The invention relates to a pressure can with fine metering device for in gases in the pressure cell. Such gas cans are before all developed for laboratory purposes. They represent a further development of the Principle of the spray pack.

From GB 1 147 685 A a metering valve for gas cartridges without a drain valve (e.g. CO ₂ cartridges) is known. The metering valve is attached to the gas cartridge in a gas-tight manner, whereby the closure of the cartridge is pierced. The dosing valve connected to the cartridge can no longer be removed from the cartridge without loss of gas. In contrast to the cartridges, pressure sockets have a drain valve.

A spray pack consists of a pressure-resistant container and a valve, which is connected to the liquid in the container by a riser pipe. The Liquid is pressurized by a gas. As a blowing agent are under Pressure liquefied gases used, for. B. Frigen® (registered trademark of the company Farbwerke Hoechst AG). The filled product can by means of "Push button control" can be removed. An outflow of the content will  through the automatically closing valve, hereinafter referred to as an aerosol can valve designated, prevented.
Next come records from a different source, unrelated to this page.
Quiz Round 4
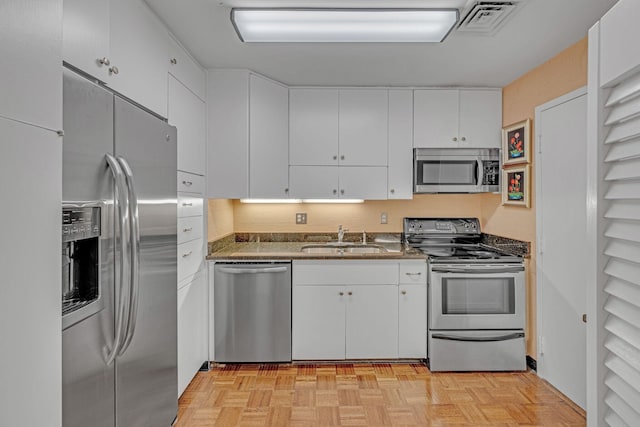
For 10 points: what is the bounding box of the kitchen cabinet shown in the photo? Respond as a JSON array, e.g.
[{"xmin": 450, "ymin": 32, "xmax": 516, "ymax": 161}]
[
  {"xmin": 62, "ymin": 0, "xmax": 111, "ymax": 82},
  {"xmin": 292, "ymin": 261, "xmax": 398, "ymax": 360},
  {"xmin": 167, "ymin": 75, "xmax": 207, "ymax": 175},
  {"xmin": 398, "ymin": 261, "xmax": 427, "ymax": 359},
  {"xmin": 289, "ymin": 166, "xmax": 387, "ymax": 200},
  {"xmin": 207, "ymin": 70, "xmax": 289, "ymax": 198},
  {"xmin": 0, "ymin": 0, "xmax": 62, "ymax": 130},
  {"xmin": 387, "ymin": 89, "xmax": 413, "ymax": 199},
  {"xmin": 413, "ymin": 89, "xmax": 502, "ymax": 148},
  {"xmin": 106, "ymin": 0, "xmax": 169, "ymax": 117},
  {"xmin": 178, "ymin": 271, "xmax": 208, "ymax": 397}
]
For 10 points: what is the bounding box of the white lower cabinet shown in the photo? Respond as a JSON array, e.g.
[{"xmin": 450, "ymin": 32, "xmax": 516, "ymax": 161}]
[
  {"xmin": 292, "ymin": 260, "xmax": 427, "ymax": 360},
  {"xmin": 178, "ymin": 270, "xmax": 208, "ymax": 396}
]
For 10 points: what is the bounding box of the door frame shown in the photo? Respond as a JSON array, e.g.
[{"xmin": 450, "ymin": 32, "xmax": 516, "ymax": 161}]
[{"xmin": 534, "ymin": 86, "xmax": 588, "ymax": 384}]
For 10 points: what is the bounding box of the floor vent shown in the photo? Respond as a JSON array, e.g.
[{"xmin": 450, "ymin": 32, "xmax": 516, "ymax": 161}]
[{"xmin": 457, "ymin": 0, "xmax": 522, "ymax": 36}]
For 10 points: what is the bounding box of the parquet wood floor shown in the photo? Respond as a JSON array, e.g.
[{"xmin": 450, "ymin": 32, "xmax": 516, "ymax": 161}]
[{"xmin": 175, "ymin": 363, "xmax": 586, "ymax": 427}]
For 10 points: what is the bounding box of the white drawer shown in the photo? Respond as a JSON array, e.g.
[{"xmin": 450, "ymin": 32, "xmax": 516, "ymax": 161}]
[
  {"xmin": 178, "ymin": 171, "xmax": 204, "ymax": 194},
  {"xmin": 292, "ymin": 260, "xmax": 398, "ymax": 286},
  {"xmin": 178, "ymin": 216, "xmax": 203, "ymax": 244},
  {"xmin": 178, "ymin": 194, "xmax": 203, "ymax": 218},
  {"xmin": 399, "ymin": 261, "xmax": 427, "ymax": 284},
  {"xmin": 178, "ymin": 239, "xmax": 204, "ymax": 283}
]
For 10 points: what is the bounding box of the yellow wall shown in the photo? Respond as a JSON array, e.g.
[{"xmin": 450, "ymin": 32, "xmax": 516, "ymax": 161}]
[
  {"xmin": 481, "ymin": 37, "xmax": 587, "ymax": 358},
  {"xmin": 209, "ymin": 38, "xmax": 587, "ymax": 358}
]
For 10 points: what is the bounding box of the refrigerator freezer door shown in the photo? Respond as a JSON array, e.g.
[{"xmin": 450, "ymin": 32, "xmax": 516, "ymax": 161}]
[
  {"xmin": 114, "ymin": 97, "xmax": 178, "ymax": 427},
  {"xmin": 62, "ymin": 69, "xmax": 115, "ymax": 427}
]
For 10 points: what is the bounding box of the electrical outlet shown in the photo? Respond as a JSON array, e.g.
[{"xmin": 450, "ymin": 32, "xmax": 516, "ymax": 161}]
[{"xmin": 296, "ymin": 212, "xmax": 307, "ymax": 224}]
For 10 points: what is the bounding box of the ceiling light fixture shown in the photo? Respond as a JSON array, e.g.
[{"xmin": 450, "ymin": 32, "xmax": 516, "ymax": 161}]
[{"xmin": 231, "ymin": 8, "xmax": 458, "ymax": 43}]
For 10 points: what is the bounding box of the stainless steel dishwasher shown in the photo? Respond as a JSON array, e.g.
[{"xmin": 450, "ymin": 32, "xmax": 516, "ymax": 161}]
[{"xmin": 213, "ymin": 262, "xmax": 291, "ymax": 363}]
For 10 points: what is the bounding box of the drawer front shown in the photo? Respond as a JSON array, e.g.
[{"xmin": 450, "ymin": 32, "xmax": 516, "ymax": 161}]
[
  {"xmin": 178, "ymin": 239, "xmax": 204, "ymax": 283},
  {"xmin": 293, "ymin": 261, "xmax": 398, "ymax": 286},
  {"xmin": 178, "ymin": 171, "xmax": 204, "ymax": 194},
  {"xmin": 178, "ymin": 216, "xmax": 203, "ymax": 244},
  {"xmin": 178, "ymin": 194, "xmax": 203, "ymax": 218},
  {"xmin": 398, "ymin": 262, "xmax": 427, "ymax": 285}
]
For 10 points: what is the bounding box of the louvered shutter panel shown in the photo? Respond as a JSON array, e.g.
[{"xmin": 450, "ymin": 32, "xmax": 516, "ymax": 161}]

In the current gas-filled pressure cans instead of one Aerosol can valve uses a fine metering valve. It will Fine metering valve screwed into the connection socket of the pressure cell and pierces this. When the pressure cell is empty, the fine metering valve unscrewed and can be used again. This construction is disadvantageous in that the screwed-in fine metering valve up to complete emptying of the pressure cell must remain connected to it. Would if the fine metering valve was removed beforehand, that would be in the pressure cell located gas is lost. Since the fine metering valve is in many cases more expensive than the pre-filled pressure cell, the use of pressure cells in the laboratory considerably more expensive because there is a separate metering valve for each gas type have to be.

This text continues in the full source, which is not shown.